Claxons, klootzak en krijg de kolere

Ze waren gehuld in gele hesjes. En overijverig, dat was wel duidelijk. Mijn aandacht werd getrokken toen de eerste automobilisten begonnen te toeteren. Het stond tegen die tijd al behoorlijk vast op de doorgaande weg aan de achterkant. Ze waren met vijf, de officials. Drie mannen en twee vrouwen. Twee in dienst van de politie en drie leden van wat hier in Schiedam geloof ik de lichtblauwe brigade heet.

Het zag er allemaal wat knullig uit. Eén van de agenten had haar fiets midden op het kruispunt gezet, terwijl zij zelf - driftig in de weer met een fluitje - het verkeer vanuit de richting Albert Heijn probeerde door te geleiden. De rest stond stil. Ik vermoedde dat er een ziekenwagen in aantocht was. Het was overigens duidelijk dat de politievrouw in kwestie weinig ervaring had met deze tak van sport.
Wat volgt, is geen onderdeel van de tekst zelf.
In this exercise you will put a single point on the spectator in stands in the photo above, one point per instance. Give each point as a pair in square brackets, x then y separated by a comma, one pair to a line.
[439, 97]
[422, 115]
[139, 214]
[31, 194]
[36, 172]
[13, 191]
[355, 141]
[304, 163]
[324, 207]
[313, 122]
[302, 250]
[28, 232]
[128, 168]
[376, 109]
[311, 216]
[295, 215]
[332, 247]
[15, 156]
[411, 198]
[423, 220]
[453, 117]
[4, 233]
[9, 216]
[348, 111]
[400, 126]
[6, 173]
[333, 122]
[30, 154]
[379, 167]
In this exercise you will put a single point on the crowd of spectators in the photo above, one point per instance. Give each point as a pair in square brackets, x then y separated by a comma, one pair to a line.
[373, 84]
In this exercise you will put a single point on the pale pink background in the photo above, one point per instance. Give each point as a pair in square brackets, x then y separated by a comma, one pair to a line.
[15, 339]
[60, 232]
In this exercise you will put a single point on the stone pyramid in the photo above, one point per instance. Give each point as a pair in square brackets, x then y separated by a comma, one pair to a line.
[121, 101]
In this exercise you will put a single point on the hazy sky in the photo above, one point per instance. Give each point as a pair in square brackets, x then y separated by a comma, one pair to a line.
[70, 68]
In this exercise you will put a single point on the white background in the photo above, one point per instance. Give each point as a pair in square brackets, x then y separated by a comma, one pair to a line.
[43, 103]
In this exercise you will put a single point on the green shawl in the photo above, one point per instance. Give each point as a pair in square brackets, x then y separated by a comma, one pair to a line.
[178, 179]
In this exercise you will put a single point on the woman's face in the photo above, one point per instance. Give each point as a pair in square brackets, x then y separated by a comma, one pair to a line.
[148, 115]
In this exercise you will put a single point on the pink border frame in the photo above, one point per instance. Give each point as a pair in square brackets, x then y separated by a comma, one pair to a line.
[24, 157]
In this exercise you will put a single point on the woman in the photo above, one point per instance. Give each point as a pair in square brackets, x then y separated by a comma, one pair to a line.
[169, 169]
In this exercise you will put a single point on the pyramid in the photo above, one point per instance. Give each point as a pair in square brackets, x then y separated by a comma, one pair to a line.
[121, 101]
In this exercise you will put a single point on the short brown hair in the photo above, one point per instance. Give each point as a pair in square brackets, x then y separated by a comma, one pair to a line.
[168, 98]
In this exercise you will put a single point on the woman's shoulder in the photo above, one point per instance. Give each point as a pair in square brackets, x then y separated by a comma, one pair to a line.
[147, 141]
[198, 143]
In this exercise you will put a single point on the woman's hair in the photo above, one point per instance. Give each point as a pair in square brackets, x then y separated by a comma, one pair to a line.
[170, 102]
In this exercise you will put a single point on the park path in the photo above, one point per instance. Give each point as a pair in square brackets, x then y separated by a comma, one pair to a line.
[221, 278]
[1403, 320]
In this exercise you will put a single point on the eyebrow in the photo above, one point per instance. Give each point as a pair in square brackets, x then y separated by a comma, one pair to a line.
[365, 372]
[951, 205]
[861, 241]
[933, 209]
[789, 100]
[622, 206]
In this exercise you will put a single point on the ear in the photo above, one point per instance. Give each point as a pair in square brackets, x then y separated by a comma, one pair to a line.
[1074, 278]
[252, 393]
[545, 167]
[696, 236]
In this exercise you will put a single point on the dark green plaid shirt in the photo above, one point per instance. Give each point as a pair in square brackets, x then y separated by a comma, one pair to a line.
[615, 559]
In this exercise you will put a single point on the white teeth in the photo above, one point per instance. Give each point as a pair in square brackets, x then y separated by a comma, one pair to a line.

Haar handgebaren deden een ernstige spastische afwijking vermoeden, veel meer dan dat ze overkwamen als heldere aanwijzingen. In de paar minuten dat ik het tafereel gadesloeg, ging het dan ook van kwaad tot erger. Hoewel het kennelijk de bedoeling was dat alle auto's uit de richting Albert Heijn naar de Koemarkt zouden rijden, trok niemand zich daar op het laatst nog wat van aan. Haar fluitsignalen ten spijt.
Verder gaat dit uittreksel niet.